Örneğin Avrupa Parlamentosu bir karar üzerinde benzeri de görülmüş bir çoğunlukla birleşiyor. Bu koro hemen Avrupa Parlamentosu’nun koridor veya kafeteryalarında dolanan FETÖ’cüler (ve PKK’lılar) tespit ediyor. Parlamento üyelerini bu kötü adamların dolduruşa getirdiğini anlıyoruz. Yani onlar olmasa ve dolduruşu yapmasa, Avrupa Parlamentosu’nun milletvekilleri (her ülkeden, her görüşten) Cumhurbaşkanı’nın konuşmalarına ve uygulamalarına bakıp, “Ne doğru söyledi; ne iyi yaptı” diyecekler.

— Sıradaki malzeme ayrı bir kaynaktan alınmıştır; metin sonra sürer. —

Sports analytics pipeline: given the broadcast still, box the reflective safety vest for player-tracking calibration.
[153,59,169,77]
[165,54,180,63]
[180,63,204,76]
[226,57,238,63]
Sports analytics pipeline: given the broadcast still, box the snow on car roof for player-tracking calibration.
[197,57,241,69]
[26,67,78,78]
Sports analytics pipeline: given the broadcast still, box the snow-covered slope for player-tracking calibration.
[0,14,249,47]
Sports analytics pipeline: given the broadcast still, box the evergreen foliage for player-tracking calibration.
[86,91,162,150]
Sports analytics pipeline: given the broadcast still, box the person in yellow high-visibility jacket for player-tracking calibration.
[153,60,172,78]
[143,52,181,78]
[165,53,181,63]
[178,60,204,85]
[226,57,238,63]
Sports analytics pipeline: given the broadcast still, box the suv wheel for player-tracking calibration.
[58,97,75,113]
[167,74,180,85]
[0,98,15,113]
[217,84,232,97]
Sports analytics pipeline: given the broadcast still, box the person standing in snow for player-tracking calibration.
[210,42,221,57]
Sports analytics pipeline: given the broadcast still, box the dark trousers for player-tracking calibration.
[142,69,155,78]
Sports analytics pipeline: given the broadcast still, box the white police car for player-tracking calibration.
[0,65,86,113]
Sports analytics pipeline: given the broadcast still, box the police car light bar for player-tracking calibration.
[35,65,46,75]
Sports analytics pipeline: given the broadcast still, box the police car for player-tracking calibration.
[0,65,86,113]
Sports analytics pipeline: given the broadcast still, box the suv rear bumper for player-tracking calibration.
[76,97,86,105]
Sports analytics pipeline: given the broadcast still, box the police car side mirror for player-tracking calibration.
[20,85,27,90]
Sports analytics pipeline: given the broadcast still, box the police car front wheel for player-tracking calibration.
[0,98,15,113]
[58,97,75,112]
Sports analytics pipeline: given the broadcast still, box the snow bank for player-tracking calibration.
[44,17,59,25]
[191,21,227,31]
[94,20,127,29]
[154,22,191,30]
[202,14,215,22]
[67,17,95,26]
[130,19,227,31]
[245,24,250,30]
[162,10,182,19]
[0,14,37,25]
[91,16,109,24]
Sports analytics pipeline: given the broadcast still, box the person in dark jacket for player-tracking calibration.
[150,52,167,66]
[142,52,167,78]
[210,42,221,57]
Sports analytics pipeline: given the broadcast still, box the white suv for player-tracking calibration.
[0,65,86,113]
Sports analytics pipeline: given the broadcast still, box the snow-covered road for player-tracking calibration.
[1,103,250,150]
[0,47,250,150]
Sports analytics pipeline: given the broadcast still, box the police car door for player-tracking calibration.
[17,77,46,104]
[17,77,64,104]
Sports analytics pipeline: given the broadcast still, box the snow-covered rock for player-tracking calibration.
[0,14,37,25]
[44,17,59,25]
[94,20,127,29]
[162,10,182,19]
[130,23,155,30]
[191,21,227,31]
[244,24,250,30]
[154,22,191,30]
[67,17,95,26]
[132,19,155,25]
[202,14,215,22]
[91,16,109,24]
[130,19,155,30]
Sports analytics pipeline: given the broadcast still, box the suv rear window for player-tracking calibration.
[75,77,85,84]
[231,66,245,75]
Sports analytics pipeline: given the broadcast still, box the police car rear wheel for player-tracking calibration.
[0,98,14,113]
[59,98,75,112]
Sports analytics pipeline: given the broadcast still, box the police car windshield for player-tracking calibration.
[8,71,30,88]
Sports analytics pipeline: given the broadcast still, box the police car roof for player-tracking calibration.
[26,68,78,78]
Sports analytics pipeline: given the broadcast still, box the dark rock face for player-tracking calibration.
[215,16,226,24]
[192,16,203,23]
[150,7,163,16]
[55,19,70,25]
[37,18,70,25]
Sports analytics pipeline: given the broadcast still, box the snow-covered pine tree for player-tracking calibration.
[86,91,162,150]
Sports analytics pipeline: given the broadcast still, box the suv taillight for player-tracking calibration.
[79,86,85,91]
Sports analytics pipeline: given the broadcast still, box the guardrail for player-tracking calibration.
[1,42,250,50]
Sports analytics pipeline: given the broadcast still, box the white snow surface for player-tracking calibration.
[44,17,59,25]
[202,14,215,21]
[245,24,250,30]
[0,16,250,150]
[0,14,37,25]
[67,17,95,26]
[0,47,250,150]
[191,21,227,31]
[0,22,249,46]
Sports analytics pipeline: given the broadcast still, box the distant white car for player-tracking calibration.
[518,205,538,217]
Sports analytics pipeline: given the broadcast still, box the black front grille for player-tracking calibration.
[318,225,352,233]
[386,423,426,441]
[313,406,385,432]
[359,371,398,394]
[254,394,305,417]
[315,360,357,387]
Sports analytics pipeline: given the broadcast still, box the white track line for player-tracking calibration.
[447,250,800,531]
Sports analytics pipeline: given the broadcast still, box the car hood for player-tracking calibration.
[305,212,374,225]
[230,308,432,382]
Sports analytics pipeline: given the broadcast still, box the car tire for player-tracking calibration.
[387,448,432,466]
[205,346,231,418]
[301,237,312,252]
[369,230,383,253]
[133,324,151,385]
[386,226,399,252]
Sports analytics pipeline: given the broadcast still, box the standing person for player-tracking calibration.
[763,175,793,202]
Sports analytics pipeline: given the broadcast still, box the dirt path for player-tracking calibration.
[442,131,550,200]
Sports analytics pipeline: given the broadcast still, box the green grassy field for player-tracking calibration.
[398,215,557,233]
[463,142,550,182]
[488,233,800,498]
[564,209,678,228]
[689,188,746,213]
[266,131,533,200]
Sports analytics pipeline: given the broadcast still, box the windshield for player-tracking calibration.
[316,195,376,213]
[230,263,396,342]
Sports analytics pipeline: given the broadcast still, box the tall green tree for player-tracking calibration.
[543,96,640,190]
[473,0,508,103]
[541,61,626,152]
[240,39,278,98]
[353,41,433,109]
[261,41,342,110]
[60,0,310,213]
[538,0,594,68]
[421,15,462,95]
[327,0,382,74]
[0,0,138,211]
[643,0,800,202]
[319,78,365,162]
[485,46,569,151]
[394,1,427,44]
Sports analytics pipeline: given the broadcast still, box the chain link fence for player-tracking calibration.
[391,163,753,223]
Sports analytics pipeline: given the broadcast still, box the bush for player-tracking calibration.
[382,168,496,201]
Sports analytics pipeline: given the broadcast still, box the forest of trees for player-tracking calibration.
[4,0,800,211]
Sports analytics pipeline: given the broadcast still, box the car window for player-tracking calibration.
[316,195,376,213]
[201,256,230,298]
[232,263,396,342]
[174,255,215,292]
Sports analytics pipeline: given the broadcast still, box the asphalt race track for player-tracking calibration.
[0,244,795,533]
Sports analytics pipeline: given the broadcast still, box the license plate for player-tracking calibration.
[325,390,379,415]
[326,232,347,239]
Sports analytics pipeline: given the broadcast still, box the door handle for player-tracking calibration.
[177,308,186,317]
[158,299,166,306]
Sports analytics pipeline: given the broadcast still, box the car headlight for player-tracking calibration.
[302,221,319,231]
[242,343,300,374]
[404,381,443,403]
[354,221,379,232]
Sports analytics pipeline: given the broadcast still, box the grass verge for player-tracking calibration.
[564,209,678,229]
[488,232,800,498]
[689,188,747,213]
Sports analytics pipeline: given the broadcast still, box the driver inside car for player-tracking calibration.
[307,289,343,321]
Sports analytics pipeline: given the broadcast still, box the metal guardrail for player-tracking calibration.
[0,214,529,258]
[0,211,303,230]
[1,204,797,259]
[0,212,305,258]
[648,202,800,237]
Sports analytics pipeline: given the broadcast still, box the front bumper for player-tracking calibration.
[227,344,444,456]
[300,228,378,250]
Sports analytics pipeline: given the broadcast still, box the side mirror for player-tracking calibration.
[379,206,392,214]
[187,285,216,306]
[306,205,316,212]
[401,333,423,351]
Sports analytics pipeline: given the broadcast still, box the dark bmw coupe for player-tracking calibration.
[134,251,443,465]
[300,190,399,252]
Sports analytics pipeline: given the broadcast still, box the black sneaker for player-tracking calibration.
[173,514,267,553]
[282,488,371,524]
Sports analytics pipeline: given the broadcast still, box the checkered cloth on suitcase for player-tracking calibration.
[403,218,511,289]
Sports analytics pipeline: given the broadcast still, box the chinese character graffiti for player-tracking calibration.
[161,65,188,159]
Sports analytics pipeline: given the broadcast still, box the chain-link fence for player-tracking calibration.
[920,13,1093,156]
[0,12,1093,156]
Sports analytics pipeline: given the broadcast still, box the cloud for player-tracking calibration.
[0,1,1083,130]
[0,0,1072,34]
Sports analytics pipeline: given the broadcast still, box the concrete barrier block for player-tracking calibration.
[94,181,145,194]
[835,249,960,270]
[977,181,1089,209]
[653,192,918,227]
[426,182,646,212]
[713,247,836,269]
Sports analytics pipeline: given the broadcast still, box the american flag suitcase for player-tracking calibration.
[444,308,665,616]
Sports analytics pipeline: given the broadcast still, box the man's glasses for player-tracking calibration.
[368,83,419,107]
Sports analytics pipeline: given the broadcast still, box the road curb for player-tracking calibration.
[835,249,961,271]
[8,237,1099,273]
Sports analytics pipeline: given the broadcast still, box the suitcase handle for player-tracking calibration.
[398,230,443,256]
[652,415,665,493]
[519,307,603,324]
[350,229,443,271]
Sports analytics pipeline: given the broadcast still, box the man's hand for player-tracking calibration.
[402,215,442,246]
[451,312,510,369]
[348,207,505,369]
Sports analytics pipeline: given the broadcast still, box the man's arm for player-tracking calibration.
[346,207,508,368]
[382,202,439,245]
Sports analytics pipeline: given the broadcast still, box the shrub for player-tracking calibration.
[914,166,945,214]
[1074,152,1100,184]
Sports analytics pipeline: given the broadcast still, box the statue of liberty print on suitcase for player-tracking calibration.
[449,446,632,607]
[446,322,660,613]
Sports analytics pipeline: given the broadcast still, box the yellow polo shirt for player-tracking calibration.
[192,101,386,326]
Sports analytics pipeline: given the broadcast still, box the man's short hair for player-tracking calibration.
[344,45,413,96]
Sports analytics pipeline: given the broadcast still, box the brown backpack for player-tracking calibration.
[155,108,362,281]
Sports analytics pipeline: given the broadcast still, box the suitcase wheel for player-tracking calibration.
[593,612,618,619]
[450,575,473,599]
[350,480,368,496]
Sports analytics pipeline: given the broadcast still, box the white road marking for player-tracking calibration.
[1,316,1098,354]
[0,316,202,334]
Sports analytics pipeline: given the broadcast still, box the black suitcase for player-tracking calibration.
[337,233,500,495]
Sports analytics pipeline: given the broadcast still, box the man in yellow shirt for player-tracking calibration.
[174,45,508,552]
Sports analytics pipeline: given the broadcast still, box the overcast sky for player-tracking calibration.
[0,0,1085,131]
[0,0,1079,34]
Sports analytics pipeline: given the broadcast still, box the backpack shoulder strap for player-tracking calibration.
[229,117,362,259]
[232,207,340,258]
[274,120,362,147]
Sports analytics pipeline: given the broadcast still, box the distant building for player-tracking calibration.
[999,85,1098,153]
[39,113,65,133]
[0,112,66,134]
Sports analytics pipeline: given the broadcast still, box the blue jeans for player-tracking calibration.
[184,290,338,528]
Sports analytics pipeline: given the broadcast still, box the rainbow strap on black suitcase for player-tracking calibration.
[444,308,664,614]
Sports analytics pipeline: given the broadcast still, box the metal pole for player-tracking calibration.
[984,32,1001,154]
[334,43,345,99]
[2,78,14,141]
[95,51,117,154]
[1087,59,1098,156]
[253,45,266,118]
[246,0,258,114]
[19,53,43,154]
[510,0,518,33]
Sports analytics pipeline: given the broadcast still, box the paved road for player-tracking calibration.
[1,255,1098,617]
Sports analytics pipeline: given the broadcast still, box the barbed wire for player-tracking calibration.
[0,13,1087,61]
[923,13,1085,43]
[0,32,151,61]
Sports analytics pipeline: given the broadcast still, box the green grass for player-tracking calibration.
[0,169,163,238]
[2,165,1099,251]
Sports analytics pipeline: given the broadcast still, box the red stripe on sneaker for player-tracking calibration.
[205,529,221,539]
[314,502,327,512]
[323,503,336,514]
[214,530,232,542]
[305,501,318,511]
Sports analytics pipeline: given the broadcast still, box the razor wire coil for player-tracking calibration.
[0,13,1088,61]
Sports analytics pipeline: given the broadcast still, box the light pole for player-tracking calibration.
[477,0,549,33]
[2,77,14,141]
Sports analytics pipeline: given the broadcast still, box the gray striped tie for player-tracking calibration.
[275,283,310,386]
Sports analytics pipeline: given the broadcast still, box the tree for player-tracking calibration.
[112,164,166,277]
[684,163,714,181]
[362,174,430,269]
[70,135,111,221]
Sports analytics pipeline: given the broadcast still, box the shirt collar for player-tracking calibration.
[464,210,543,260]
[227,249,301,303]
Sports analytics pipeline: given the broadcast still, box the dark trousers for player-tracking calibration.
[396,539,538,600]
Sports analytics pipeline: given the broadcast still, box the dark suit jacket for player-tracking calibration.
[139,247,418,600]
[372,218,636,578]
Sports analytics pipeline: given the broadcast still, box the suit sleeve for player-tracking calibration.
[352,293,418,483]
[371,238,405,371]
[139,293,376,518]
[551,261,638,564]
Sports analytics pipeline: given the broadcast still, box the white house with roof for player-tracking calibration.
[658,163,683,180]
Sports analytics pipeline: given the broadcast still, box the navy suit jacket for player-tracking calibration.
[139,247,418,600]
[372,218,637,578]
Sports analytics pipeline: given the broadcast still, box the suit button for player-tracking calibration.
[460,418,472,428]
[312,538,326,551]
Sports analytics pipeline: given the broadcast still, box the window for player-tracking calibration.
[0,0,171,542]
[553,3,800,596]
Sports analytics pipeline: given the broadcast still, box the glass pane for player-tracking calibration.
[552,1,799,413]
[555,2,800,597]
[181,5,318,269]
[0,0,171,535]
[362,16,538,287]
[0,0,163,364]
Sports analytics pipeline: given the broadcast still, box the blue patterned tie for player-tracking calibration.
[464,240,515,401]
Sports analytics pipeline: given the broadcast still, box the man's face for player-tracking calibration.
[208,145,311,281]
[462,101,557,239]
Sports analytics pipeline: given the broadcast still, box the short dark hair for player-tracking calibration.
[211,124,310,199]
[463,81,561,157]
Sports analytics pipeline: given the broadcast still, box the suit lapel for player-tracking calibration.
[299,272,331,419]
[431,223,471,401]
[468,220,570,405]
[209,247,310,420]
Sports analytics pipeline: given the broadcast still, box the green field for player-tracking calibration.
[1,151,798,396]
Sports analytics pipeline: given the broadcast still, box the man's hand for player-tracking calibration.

Oysa onlar hakkında ve onların temsil ettiği Avrupa hakkında duygu ve düşüncelerini hiç gizleyip saklamadan açık açık dile getiren bir Cumhurbaşkanı var ortalıkta. Bu milletvekilleri herhalde ona bakacaklarına, ondan öğreneceklerine, “aralarına sızmış” FETÖ’cü ve PKK’lılara kulak veriyorlar.
Ve bir Avrupa politikası var! Parlamentoda solcusu, sağcısı, liberali, komünisti aynı oyda birleştiğine göre, buna genel “Avrupa politikası” demek gerek. Bu politikanın özü, “Fethullahçıları korumak.”
Nereden anlaşılıyor “Fethullahçıları koruma” politikası? İktidarın eylemleri ve söylemleri karşısında bunları onaylamayan, yankılamayan, eleştiren bir tavır almanızdan. İktidar bu konuda ve her konuda doğruyu, yapılması gerekeni yapıyor. Siz bunu eleştiriyorsanız, yanlışı ve yapılması gerekmeyeni savunuyorsunuz demektir. Şu halde bu ülkenin düşmanısınız.
Tarihteki bütün diktatörlerin davranışlarından bilir, tanırız bu mantık kaydırmasını.
Gerçekte olan ne peki? Gerçekte “Fethullahçıları bırakın devlet içinde örgütlensinler” diyen mi var? Yok.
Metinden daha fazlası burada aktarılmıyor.